Die Ideale und Symbole der Freimaurerei
in ihrer Bedeutung für den Altruismus Von den drei grossen Lichtern sind
das Winkelmass als Symbol des Rechts, der Gerechtigkeit und der
Menschlichkeit sowie der Zirkel als Symbol der Menschen- und Bruderliebe für
den Altruismus fundamental. Schönheit – eines der drei kleinen Lichter –
bedeutet Harmonie, Einklang, Zufriedenheit, Friede und Eintracht. Toleranz,
Geduld, Nachsicht, Hilfsbereitschaft, Nächstenliebe und Bruderliebe sind
Ausdrucksformen wahrer Schönheit.
Das Humanitätsprinzip verpflichtet gemäss Buch des Lehrlings zur
Schaffung menschenwürdiger Verhältnisse, zur Förderung humanitärer und
sozialer Bestrebungen und zur Weckung des Verantwortungsgefühls in Familie
und Öffentlichkeit.
Neben der Humanität bilden Toleranz, Geduld, Nachsicht,
Hilfsbereitschaft, Nächstenliebe und Bruderliebe wesentliche Bausteine des
Altruismus. Diese maurerischen Grundhaltungen stehen nach meiner Überzeugung
für die bedeutendsten menschlichen Werte überhaupt. Sie sind jene
imponierenden Persönlichkeitseigenschaften, die eine Person erst zu einem
Menschen machen.
Liberalismus und Altruismus in der Wirtschaft: Wie geht das zusammen?

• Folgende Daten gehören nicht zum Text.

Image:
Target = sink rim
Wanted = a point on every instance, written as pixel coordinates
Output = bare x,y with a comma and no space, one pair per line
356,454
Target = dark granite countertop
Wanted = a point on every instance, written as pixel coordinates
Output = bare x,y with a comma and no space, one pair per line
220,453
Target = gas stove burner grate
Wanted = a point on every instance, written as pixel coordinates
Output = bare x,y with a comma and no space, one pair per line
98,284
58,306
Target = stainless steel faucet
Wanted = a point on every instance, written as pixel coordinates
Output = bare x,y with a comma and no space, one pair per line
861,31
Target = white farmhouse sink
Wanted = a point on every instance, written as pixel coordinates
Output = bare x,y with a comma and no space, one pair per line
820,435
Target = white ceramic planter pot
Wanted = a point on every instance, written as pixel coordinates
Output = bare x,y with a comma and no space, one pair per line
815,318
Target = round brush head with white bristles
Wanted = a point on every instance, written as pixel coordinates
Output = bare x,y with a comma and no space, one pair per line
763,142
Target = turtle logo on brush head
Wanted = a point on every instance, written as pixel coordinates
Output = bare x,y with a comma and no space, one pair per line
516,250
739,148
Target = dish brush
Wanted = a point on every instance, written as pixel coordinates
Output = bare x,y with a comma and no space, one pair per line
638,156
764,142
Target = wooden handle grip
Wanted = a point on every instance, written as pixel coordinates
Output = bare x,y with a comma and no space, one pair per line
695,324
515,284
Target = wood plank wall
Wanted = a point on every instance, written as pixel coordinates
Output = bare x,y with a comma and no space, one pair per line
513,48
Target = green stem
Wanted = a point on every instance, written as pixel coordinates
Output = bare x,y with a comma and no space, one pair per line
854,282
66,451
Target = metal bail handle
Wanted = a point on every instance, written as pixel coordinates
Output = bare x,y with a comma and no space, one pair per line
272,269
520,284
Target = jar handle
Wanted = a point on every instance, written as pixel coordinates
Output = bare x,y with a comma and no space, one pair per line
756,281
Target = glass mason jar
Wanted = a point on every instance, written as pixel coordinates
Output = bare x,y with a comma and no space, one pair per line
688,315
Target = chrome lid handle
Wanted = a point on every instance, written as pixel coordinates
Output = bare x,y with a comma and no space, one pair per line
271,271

Ich greife dieses Thema auf, weil es an Aktualität kaum zu überbieten
ist. Kein Tag vergeht, an dem die Medien in unserem neoliberalen Zeitalter
mit der schier grenzenlos erscheinenden Freiheit nicht die Frage nach der
Verantwortung der Wirtschaft stellen. Neben der nahezu grenzenlosen Freiheit
bedeutet der Neoliberalismus Triumph des Marktes, Rückzug des Staates aus
der Wirtschaft sowie Freiheit der Bewegung von Kapital und Arbeitskräften.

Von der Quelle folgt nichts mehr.